Un des avantages matériels d’un vaisseau de guerre qui chasse un bâtiment marchand, c’est de pouvoir ferler ou déferler les voiles avec plus de rapidité. Je savais que du moment où nous commencerions à toucher à nos amarres et à nos écoutes, le Leander en ferait autant, et que la même manœuvre que nous mettrions deux minutes à exécuter serait faite par lui en une minute.
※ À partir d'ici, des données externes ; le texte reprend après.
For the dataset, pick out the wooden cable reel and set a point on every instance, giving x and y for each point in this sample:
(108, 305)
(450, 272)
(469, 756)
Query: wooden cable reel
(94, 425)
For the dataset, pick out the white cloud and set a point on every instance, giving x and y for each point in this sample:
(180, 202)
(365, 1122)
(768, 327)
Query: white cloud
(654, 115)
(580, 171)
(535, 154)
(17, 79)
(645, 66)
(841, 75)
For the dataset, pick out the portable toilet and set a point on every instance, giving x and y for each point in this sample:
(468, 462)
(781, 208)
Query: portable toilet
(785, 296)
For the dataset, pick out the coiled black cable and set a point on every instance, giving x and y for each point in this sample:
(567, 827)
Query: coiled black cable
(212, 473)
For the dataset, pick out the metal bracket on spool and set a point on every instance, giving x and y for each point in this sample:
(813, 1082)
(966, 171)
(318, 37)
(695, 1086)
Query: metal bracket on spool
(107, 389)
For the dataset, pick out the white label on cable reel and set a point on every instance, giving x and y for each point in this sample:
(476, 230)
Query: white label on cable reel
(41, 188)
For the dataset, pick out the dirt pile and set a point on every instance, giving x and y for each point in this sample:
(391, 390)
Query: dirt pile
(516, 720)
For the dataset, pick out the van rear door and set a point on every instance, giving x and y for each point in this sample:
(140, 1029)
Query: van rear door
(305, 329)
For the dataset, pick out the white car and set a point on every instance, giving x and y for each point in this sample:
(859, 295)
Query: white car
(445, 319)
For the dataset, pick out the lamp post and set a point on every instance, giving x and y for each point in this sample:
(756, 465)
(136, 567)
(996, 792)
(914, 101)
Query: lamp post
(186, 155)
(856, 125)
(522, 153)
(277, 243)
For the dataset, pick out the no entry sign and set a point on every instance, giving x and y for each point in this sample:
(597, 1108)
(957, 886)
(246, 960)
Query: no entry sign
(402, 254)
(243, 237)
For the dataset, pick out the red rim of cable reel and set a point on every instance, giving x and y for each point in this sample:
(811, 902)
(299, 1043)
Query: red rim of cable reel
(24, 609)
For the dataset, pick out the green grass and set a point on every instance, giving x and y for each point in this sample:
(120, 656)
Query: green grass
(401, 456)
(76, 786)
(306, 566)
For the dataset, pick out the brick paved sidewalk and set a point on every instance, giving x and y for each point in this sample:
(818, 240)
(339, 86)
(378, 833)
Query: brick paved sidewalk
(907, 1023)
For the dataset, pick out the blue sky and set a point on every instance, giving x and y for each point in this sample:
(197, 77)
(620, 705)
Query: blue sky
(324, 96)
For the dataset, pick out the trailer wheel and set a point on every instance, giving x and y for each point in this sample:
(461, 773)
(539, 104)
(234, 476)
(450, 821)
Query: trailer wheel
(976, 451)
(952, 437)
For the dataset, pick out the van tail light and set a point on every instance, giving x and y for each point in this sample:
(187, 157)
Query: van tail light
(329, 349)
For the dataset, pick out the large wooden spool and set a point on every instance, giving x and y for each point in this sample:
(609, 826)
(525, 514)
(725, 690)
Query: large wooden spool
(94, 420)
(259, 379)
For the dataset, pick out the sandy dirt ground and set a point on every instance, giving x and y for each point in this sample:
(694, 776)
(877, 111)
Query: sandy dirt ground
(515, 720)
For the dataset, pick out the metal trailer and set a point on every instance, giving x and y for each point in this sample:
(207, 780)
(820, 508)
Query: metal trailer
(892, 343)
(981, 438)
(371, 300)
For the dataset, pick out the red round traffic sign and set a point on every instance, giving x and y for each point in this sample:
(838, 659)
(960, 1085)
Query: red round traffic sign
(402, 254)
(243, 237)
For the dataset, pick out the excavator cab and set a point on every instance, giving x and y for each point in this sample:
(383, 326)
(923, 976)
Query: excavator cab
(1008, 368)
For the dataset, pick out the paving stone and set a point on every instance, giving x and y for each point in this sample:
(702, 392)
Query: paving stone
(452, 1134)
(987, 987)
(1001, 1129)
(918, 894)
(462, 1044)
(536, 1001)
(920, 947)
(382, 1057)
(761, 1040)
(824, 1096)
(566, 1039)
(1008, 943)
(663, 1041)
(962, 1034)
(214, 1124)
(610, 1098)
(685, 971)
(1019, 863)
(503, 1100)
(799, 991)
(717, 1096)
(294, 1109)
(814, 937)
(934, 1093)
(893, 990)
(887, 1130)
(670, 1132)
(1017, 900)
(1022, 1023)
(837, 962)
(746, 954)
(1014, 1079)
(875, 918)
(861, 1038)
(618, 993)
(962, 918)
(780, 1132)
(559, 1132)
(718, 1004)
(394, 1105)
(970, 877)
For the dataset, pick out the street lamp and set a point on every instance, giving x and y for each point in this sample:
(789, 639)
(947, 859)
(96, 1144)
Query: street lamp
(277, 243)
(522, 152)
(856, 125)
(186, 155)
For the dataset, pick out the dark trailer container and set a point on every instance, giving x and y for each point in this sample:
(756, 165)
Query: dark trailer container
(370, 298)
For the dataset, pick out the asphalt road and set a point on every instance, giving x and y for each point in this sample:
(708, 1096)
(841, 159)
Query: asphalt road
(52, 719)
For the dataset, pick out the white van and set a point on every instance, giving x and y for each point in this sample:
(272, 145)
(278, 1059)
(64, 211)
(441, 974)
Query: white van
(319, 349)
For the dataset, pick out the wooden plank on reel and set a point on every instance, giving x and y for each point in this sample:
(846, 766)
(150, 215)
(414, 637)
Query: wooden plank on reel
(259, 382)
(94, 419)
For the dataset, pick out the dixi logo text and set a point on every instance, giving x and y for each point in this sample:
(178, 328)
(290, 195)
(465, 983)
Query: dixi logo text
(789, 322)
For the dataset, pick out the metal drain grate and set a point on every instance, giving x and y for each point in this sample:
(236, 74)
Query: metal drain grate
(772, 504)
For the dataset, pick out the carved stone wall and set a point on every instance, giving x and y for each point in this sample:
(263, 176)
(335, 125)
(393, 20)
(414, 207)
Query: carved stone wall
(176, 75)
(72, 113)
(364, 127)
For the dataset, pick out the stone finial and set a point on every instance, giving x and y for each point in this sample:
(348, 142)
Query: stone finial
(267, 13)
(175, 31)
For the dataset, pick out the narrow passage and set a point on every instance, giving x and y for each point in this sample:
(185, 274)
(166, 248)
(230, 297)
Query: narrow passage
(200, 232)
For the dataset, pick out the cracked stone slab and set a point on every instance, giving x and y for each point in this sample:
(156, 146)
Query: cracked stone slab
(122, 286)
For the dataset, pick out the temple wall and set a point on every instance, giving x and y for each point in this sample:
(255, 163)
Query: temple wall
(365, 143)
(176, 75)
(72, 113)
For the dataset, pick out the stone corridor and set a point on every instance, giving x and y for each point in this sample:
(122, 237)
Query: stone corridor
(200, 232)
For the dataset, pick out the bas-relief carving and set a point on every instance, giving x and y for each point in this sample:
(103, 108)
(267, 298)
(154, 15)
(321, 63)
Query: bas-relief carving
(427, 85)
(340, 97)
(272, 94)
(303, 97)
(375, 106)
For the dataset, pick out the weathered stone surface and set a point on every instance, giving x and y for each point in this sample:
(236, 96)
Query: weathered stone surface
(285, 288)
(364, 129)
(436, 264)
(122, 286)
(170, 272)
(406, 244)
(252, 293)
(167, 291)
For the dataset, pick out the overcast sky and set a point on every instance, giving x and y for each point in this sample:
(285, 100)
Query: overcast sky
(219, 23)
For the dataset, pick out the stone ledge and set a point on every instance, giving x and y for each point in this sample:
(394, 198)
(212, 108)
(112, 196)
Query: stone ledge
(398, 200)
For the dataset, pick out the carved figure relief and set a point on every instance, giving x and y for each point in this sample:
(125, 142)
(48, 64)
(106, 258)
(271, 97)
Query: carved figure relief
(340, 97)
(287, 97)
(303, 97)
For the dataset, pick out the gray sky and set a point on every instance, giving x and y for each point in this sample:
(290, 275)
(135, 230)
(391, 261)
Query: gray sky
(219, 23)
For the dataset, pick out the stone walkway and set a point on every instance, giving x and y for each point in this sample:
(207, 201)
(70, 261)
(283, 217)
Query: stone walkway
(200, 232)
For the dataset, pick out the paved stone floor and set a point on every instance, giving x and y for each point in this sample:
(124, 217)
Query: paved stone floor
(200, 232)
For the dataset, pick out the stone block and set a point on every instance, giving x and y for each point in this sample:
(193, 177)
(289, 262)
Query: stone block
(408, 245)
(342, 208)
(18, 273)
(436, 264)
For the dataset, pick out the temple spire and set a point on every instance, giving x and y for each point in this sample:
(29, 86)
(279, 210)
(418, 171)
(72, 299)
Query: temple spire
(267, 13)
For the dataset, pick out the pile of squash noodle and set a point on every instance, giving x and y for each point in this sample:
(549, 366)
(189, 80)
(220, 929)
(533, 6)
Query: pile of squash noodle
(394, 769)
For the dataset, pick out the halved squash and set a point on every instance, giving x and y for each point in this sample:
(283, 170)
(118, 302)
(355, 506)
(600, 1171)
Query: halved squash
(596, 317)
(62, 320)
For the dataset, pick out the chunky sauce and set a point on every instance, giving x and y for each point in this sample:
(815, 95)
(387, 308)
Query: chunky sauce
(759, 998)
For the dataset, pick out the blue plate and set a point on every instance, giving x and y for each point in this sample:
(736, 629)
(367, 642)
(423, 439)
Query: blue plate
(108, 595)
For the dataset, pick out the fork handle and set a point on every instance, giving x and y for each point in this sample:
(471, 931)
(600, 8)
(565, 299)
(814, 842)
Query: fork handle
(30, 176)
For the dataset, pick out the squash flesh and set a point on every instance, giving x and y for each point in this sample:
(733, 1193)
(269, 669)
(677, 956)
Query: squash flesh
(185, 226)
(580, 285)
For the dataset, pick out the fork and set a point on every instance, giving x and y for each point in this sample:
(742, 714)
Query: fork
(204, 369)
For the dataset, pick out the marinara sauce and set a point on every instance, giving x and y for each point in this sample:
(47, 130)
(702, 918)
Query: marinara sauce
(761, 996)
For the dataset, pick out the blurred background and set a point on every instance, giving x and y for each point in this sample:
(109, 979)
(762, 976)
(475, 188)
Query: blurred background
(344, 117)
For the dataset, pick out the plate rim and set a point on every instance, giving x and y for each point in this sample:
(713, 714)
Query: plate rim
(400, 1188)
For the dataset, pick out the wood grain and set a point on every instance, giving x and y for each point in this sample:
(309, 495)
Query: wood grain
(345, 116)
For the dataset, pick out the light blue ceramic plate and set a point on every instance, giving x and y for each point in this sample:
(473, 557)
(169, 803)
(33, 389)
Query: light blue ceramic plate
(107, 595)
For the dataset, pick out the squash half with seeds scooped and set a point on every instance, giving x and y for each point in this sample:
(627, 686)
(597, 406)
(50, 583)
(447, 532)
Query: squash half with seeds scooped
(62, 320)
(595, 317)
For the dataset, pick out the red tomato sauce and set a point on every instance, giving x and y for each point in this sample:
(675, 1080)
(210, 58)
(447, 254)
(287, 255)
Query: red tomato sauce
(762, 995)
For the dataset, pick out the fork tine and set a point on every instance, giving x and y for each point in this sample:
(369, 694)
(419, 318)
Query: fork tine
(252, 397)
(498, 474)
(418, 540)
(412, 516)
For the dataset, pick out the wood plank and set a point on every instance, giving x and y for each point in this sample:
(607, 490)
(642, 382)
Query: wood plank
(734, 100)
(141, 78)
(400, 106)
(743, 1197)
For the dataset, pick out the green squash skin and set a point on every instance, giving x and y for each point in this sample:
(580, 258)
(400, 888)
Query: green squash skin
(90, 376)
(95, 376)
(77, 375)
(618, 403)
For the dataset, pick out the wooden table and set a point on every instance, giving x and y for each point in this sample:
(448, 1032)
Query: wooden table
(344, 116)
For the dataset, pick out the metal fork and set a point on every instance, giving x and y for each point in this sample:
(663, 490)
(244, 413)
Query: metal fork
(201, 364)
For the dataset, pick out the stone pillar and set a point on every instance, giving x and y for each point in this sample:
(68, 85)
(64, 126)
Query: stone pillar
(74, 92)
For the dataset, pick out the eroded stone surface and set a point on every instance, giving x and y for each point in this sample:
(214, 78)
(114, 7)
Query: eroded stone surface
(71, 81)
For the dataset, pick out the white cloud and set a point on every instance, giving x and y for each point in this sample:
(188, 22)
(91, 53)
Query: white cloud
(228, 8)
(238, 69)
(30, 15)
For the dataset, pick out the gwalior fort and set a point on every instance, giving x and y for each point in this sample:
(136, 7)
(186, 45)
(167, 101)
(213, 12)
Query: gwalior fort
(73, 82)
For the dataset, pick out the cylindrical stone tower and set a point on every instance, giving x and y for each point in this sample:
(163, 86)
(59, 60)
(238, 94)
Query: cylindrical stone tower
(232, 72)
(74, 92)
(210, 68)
Néanmoins il fallait bien en venir là, et nous fîmes nos apprêts avec autant de soin que d’activité. Ce n’était pas une grande affaire de haler les bras du vent, jusqu’à ce que les vergues fussent presque carrées ; mais pousser les boute-hors et établir les bonnettes, c’était un travail qui demandait plusieurs minutes. Marbre proposa qu’en faisant porter graduellement, nous missions le Leander par notre hanche assez pour que notre voilure de l’arrière lui masquât nos mouvements de l’avant. Je trouvai l’idée bonne, et je me mis sur-le-champ en devoir de l’exécuter.

Il n’était pas douteux que les longues-vues des Anglais ne fussent braquées sur nous. Il fallait donc user d’adresse pour parvenir à brasser les vergues sans être vu.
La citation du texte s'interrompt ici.